Qwen3-1.7B-FC: Function Calling Specialist

A function calling model based on Qwen3-1.7B, fine-tuned using RLVR (Reinforcement Learning with Verifiable Rewards) to improve tool-use capabilities on the BFCL V3 benchmark.

🏆 Performance Highlights

Model Size BFCL Overall Category Avg
Qwen3-1.7B-FC (Our) 1.7B 54.2% 50.8%
Qwen3-1.7B (Base) 1.7B 48.8% 45.8%
Qwen3-8B 8B 51.9% 48.6%
Qwen3-14B 14B 51.6% 49.0%

Response Efficiency

Model Avg Response Tokens Efficiency vs Base
Base Qwen3-1.7B 35.6 tokens -
Qwen3-1.7B-FC (Our) 22.7 tokens -36%

The fine-tuned model generates 36% fewer tokens while maintaining higher accuracy, thanks to:

  • Direct tool calls without verbose preambles
  • Concise refusal messages ("None of the provided tools can answer this question")
  • Reduced <think> reasoning blocks

📊 Detailed Benchmark Results (BFCL V3)

Core Function Calling

Category Qwen3-1.7B-FC (Our) Base 1.7B Qwen3-8B Qwen3-14B
simple 81.0% 61.5% 69.2% 65.5%
multiple 79.0% 55.5% 66.0% 57.0%
parallel 78.0% 68.0% 78.0% 77.0%
parallel_multiple 64.5% 51.5% 66.5% 66.5%
irrelevance 81.2% 86.2% 85.4% 90.4%

Executable Python

Category Qwen3-1.7B-FC (Our) Base 1.7B 8B 14B
exec_simple 84.0% 82.0% 84.0% 87.0%
exec_multiple 70.0% 70.0% 78.0% 78.0%
exec_parallel 80.0% 76.0% 86.0% 90.0%
exec_parallel_multiple 60.0% 60.0% 67.5% 65.0%

Live API Categories

Category Qwen3-1.7B-FC (Our) Base 1.7B Qwen3-8B Qwen3-14B
live_simple 63.6% 43.8% 51.2% 51.6%
live_multiple 55.0% 36.8% 43.7% 42.5%
live_parallel 50.0% 18.8% 43.8% 43.8%
live_parallel_multiple 66.7% 37.5% 54.2% 50.0%
live_irrelevance 66.1% 80.3% 78.7% 79.9%

📚 Training Data

Data Sources

Source Samples Type Description
xLAM ~60,000 Positive High-quality function calling examples from Salesforce
ToolACE ~11,000 Positive Diverse multi-turn tool usage scenarios
Toucan-1.5M 40,000 Negative Irrelevant queries (Server Shuffle method)
Synthetic Negatives 6,000 Negative Domain mismatch, partial fulfillment, permission errors

Negative Sample Types

The model is trained to refuse appropriately using diverse negative samples:

Type Description Example
Toucan Irrelevant Query has no matching tool in available functions "What's the weather?" when only get_stock_price is available
Domain Mismatch Tools from wrong domain Asking about finance when only cooking tools available
Action Mismatch Similar name but wrong action Asking to "delete" when only "get" function exists
Partial Fulfillment Tools can't fully solve query Need 2 steps but only 1 tool available
Permission/Auth Missing required permissions Admin action without credentials
Format Mismatch Wrong data format requirements Tool expects JSON but query provides CSV

🔧 Training Methodology

Two-Stage RLVR Fine-tuning

  1. Stage 1: Accuracy-focused training (V3)

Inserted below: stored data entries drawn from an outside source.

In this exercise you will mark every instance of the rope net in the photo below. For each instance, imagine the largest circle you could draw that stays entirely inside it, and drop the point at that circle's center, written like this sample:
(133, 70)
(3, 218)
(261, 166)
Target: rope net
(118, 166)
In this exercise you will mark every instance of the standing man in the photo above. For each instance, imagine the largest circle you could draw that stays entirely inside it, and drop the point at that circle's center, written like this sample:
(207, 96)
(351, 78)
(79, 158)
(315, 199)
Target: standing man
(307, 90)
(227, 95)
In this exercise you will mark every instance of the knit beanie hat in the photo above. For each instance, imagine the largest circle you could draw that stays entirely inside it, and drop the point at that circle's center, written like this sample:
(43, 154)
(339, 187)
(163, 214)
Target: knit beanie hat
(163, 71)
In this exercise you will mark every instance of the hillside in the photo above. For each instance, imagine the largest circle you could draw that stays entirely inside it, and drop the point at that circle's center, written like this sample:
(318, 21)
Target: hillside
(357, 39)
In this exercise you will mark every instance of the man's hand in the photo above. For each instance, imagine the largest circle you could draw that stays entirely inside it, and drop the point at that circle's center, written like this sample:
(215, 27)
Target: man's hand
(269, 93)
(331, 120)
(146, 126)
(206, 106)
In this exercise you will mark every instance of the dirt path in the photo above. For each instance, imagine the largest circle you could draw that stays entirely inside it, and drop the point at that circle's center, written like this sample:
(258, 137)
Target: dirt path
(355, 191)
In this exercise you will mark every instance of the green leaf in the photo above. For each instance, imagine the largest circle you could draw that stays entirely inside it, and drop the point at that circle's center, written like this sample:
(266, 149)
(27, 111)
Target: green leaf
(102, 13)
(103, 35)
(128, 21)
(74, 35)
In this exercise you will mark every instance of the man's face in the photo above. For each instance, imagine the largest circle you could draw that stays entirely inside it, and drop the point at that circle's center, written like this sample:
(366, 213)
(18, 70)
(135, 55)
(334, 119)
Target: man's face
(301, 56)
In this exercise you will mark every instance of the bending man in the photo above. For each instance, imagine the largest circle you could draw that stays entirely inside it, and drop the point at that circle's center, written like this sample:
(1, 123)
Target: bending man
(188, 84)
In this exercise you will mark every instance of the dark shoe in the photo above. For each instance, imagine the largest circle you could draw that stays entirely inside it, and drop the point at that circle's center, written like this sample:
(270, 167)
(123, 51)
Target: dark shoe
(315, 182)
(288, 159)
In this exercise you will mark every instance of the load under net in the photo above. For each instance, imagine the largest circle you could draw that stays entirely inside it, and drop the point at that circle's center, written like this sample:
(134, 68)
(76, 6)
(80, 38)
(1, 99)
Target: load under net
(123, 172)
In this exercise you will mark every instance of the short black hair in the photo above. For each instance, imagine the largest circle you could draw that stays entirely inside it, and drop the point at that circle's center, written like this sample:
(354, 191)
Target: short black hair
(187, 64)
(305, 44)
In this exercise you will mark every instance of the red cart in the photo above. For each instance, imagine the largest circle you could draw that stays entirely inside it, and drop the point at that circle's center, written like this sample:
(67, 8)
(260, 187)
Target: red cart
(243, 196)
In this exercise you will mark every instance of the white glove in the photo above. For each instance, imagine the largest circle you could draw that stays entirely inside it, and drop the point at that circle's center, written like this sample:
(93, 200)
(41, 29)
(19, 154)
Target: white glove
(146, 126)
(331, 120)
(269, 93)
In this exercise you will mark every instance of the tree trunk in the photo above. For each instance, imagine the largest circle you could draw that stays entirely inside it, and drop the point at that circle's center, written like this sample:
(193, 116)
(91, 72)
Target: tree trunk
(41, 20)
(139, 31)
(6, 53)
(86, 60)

    • Trained from Qwen3-1.7B base
    • Dataset: ~40K samples (stage2.parquet)
    • Reward: Correctness (1.0) + Format (0.1) + Efficiency (0.3) + Refusal (0.3)
    • Config: max_steps=5000, LR=5e-7, temp=1.2
    • Best checkpoint: step 100 (early stopping, highest accuracy)
  2. Stage 2: Efficiency optimization (V4)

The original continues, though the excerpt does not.